In the spring of 1971, I went to Yale myself, not as a student but as a researcher. I was let out of high school for an independent-study project and would keep having them when I went to college, first in Boston, then in Vermont. Everyone knew that Anastasia was my thing and that nothing could turn me away from her. After my graduation in 1975, I went to Europe and studied more. I had learned German and French to read the massive court records and hundreds of newspaper articles Anna Anderson’s case had generated over time. I wrote and revised texts that got fatter and fatter as I went on. A friend secured the attention of a big agent in New York, top of the line, who wrote to me in 1977, “You have a fascinating manuscript here,” asking if she could represent me. I fled to London – I wasn’t prepared to present myself with confidence. I drank all the time. Finally, I got married and wound up working as a clerk in a Vermont bookstore. “For crying out loud, Pete,” a friend remarked, “you’re 25 years old and still working on that goddamned book!
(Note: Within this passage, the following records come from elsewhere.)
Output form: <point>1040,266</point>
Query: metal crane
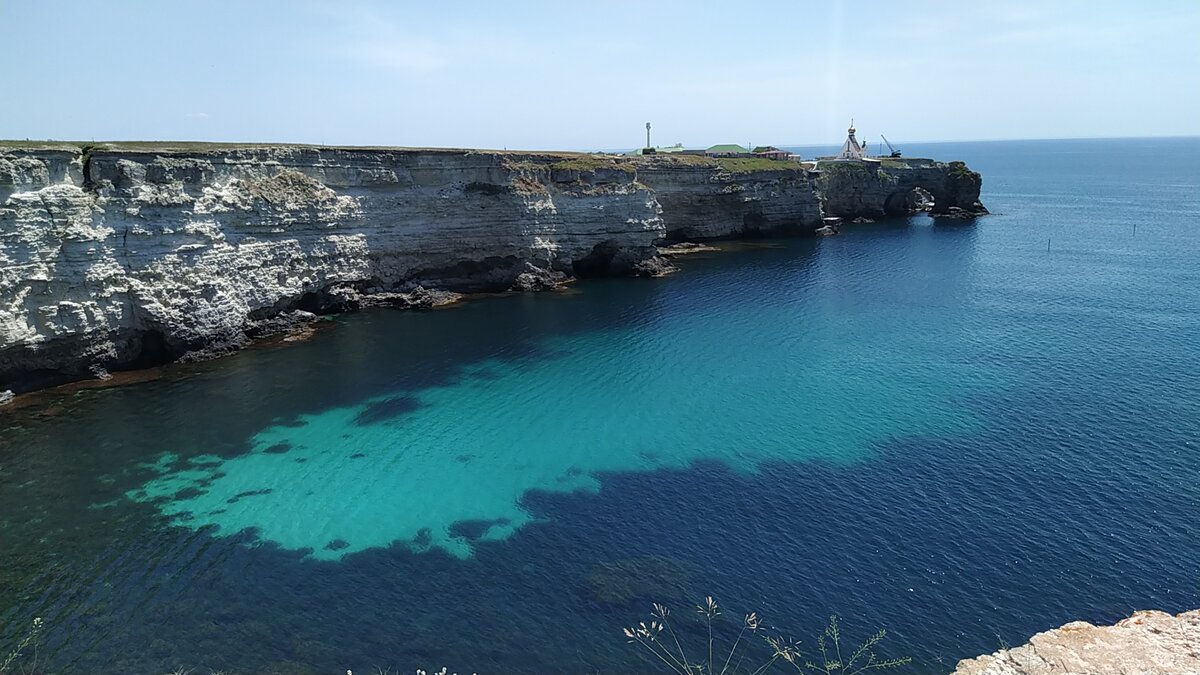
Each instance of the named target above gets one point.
<point>894,151</point>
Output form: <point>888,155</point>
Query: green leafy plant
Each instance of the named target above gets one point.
<point>660,640</point>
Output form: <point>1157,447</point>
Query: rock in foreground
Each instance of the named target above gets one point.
<point>1146,643</point>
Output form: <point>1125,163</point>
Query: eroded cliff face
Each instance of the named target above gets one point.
<point>885,189</point>
<point>120,256</point>
<point>1149,643</point>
You’ve got to move on!” It hit me hard. I didn’t know then how stupid the advice was.
I’m looking at it now: Anastasia: The Riddle of Anna Anderson. My name is on the jacket along with my first author’s photograph, a heavily bearded, scowling face that was meant to ring bells about Russia and Rasputin. I was about to give it up before I finally got a publishing contract in December of 1980. I’d had a dozen rejections by then, maybe more, from major houses in New York. I’d had two literary agents, both of them prominent in the trade. My father said to me at one point, “Son, if you do nothing else but write it and it just sits there on a shelf, you’ll have accomplished something. We’re proud of you.”
Those may have been the words that gave me incentive to go on. In May 1980 I took Anastasia out of the drawer for what would be the last time. There were no computers then -- a “drawer” was the only place you could hide a manuscript in your humiliation and despair. I told myself, “I’m gonna whack this thing into shape if it kills me, and if I don’t have a publisher by the end of the year, I’m never going to look at it again.”
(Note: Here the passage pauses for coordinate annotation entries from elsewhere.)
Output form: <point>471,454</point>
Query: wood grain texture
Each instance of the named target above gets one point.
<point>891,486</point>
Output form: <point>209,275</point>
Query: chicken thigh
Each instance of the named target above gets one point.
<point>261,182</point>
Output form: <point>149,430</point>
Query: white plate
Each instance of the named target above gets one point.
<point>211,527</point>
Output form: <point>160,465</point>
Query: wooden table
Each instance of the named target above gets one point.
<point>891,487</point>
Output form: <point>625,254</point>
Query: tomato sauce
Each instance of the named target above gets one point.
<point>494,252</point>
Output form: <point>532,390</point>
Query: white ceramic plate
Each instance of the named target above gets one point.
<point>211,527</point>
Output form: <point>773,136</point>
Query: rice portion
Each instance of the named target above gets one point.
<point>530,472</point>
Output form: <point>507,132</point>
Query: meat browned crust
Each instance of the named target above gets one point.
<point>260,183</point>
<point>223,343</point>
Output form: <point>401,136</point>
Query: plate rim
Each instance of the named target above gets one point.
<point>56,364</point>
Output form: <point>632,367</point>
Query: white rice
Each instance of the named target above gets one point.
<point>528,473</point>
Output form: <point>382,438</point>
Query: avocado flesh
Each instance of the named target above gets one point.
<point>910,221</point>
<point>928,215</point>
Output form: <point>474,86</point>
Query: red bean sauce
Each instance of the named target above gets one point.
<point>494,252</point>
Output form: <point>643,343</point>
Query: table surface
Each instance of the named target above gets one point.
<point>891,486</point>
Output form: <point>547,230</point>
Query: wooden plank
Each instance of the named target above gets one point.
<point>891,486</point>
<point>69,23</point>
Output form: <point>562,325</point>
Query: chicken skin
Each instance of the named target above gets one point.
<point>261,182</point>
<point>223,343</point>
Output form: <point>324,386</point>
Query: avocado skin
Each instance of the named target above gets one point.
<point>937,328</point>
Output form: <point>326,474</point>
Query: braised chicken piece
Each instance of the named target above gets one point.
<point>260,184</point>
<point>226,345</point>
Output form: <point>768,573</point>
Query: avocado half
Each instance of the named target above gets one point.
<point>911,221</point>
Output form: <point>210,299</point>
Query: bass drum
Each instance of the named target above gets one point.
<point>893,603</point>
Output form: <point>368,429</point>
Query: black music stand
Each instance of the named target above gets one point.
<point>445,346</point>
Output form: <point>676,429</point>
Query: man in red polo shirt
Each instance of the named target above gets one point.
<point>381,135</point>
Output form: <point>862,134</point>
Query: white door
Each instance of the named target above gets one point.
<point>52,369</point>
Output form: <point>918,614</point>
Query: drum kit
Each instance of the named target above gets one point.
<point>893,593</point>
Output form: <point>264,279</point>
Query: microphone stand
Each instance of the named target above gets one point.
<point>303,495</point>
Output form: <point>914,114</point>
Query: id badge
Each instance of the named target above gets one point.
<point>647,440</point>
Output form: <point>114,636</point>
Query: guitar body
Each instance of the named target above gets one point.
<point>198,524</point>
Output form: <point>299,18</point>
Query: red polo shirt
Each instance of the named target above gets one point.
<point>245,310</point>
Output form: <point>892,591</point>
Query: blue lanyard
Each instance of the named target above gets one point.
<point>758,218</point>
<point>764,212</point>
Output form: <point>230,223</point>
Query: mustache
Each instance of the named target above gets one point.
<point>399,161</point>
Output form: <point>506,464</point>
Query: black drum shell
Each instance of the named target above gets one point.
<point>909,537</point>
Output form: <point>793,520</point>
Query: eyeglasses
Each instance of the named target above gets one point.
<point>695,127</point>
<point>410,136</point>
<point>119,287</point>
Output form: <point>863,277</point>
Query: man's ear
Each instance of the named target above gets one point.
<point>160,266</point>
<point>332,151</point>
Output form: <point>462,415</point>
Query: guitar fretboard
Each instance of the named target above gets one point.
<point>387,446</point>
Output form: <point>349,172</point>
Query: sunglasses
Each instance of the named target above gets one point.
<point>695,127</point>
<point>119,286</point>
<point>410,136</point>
At the eleventh hour, the phone rang. An editor at Little, Brown wanted to see me in Boston. “Get down there now,” said my agent. And I did. And somehow it worked. Why they took a chance on me I still don’t know. But on December 19, 1980, 12 days before my self-imposed deadline, I was told that the deal was done. Little Brown wanted the book. I was either so excited or so stunned by the news that I forgot to ask about the advance, how much money I would be given to continue.
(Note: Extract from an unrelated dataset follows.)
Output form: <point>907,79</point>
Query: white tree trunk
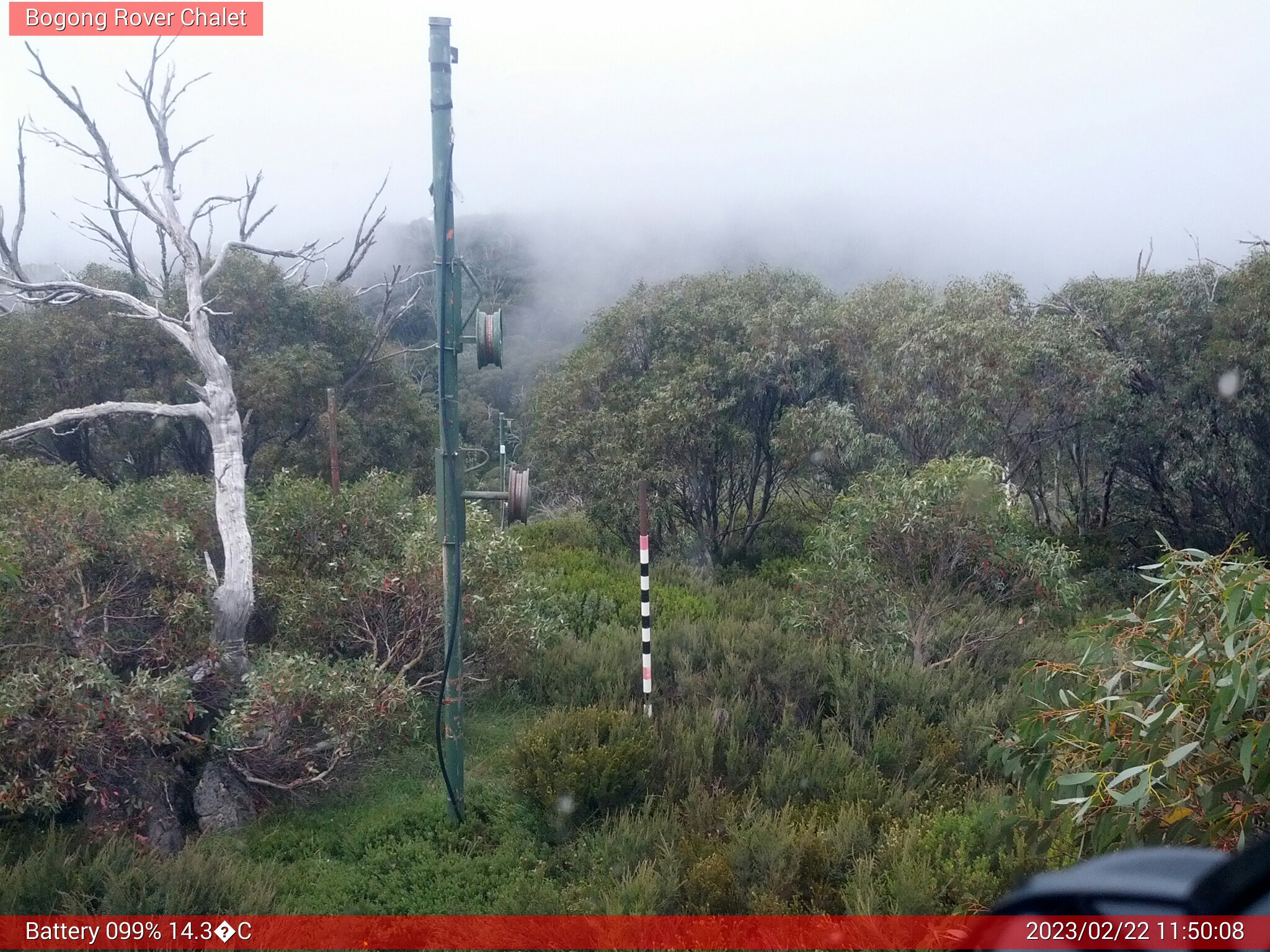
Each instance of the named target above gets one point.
<point>235,594</point>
“Don’t you want to know?” my agent asked.
“Yeah,” I said. “I guess it would be good to know.” But it really wasn’t the first thing on my mind.
Mesmerizing! Addictive. Hard to believe you were so young and already so brilliant. Keep it coming Peter! 💕
Peter Kurth, You are my hero. That you were a survivor of child sexual abuse makes your achievement all the more heroic... a survivor standing with another survivor. Bless you.